Over 22,000 visitors saw our online program. Visitors were literally able to walk through the 3D gallery to view and buy art in a museum-like environment. They were able to buy beautiful art to decorate their homes. In addition, there were live interactive sessions on calligraphy, Ebru, and painting. Visitors saw programs on how Islam encourages the pursuit of art and beauty in our daily lives through the Muslim Journeys Art Spot videos. Learn about the art of writing (calligraphy), the art of clothing (textiles), the art of spaces (gardens) on Saturday; and about geometry and the art of trade and travel. Visitors also attended panel discussions and programs on Islamic Arts.

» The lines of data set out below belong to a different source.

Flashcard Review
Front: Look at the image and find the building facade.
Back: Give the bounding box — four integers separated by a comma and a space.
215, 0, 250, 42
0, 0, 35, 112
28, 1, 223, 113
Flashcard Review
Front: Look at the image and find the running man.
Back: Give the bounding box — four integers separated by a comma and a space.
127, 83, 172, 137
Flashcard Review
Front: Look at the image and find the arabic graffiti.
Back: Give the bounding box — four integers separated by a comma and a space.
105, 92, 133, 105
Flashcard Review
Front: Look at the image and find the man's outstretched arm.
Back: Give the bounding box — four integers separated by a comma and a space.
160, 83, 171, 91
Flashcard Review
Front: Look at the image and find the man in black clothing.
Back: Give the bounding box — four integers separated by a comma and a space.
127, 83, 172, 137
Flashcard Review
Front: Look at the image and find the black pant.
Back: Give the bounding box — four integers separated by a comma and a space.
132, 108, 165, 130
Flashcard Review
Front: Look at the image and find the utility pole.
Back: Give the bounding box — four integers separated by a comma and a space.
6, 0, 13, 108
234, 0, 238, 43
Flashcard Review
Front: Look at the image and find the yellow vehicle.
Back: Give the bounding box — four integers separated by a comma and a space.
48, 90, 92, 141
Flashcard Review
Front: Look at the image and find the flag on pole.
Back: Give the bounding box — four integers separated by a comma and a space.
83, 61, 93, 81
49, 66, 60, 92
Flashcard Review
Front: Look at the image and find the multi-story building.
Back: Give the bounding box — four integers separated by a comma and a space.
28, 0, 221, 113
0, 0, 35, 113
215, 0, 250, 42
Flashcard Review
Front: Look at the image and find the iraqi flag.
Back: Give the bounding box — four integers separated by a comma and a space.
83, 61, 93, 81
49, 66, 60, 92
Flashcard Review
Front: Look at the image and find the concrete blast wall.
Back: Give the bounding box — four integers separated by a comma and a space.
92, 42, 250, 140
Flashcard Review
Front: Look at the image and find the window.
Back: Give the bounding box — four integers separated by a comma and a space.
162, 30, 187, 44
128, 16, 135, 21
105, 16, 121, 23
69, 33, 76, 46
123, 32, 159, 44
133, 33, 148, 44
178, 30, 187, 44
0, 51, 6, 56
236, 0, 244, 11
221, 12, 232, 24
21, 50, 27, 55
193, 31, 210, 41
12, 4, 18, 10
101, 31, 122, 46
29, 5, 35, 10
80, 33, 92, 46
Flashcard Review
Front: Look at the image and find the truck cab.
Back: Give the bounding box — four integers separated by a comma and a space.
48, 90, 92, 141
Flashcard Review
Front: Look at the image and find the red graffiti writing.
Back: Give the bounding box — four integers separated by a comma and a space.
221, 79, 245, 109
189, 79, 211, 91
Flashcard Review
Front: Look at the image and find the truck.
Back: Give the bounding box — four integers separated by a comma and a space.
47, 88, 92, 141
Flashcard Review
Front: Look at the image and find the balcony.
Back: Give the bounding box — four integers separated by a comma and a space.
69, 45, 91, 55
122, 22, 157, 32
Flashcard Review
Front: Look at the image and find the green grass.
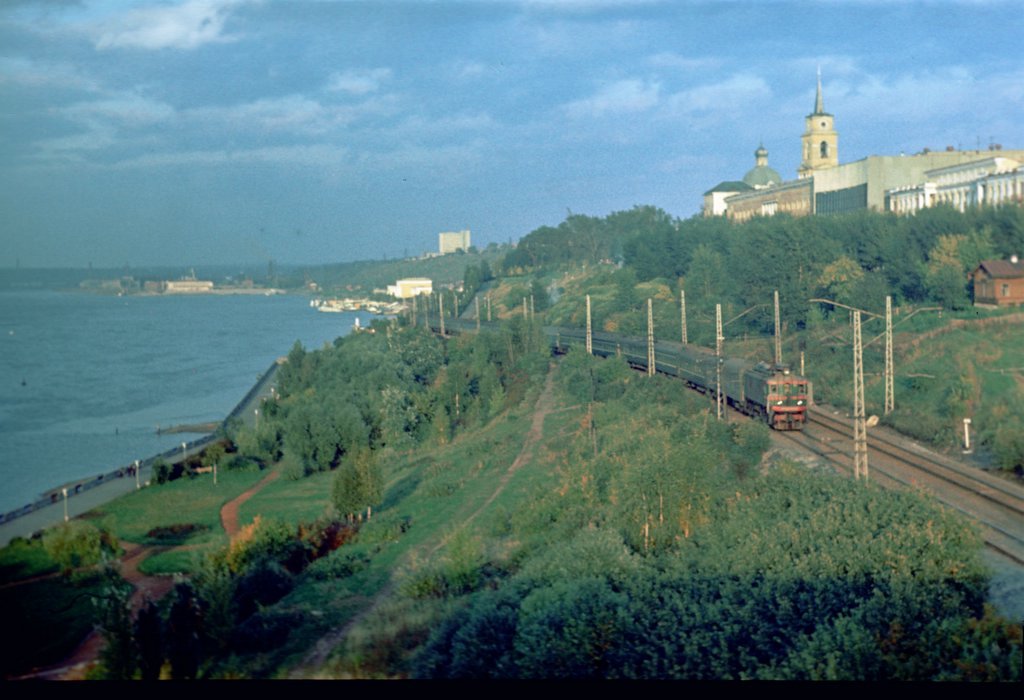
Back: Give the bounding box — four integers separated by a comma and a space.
0, 537, 57, 583
92, 471, 266, 544
239, 464, 334, 525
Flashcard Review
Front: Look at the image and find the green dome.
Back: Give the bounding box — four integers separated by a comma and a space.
743, 166, 782, 187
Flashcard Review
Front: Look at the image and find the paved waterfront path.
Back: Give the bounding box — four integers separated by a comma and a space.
0, 364, 280, 546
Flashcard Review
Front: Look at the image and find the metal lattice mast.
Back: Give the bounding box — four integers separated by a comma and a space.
647, 299, 654, 377
679, 290, 686, 345
715, 304, 725, 421
886, 297, 896, 413
853, 311, 867, 480
587, 294, 594, 355
775, 290, 782, 364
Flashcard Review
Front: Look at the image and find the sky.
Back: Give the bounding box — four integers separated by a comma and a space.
0, 0, 1024, 267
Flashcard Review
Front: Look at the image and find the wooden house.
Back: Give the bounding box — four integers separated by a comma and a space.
971, 255, 1024, 306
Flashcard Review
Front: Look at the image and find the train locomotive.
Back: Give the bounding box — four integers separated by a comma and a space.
545, 327, 810, 430
430, 319, 810, 430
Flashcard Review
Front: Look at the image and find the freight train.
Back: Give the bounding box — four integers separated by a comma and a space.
430, 319, 811, 430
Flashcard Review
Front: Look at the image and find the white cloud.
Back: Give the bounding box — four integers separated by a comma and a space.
564, 79, 662, 119
107, 143, 350, 170
668, 74, 772, 115
647, 51, 723, 73
62, 93, 175, 127
327, 68, 391, 95
183, 94, 396, 135
0, 56, 99, 92
96, 0, 251, 49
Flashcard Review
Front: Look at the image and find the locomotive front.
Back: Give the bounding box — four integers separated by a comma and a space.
764, 364, 808, 430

In Collaborating with the community, we displayed art from more than a dozen Emerging artists and School children. This is our way to thank the community by promoting and encouraging young and emerging artists. The art pieces were selected after an internal competition among six local Islamic schools.
We also partnered with Boniuk Institute for Religious Tolerance, Interfaith Ministries of Greater Houston, and the Islamic Society of Greater Houston to help build bridges between communities of different faiths. Finally, we collaborated with IslamiCity and Unity Productions Foundations to promote the role of Islamic art in mainstream America. We presented “Beautifying Space – The Art of the Mosque”. UPF has produced numerous acclaimed films and documentaries on Islam and UPF made this presentation especially for our festival. Our fans met the UPF team of Michael Wolfe, Alex Kronemer & Jawaad Abdul Rahman as they joined our festival.
We also provided Texas refugees a platform where they can sell their art. These refugees are going through a difficult time and shunned because of their religious or ethnic background. The idea was to provide them some sustenance during these difficult times through sales of their art.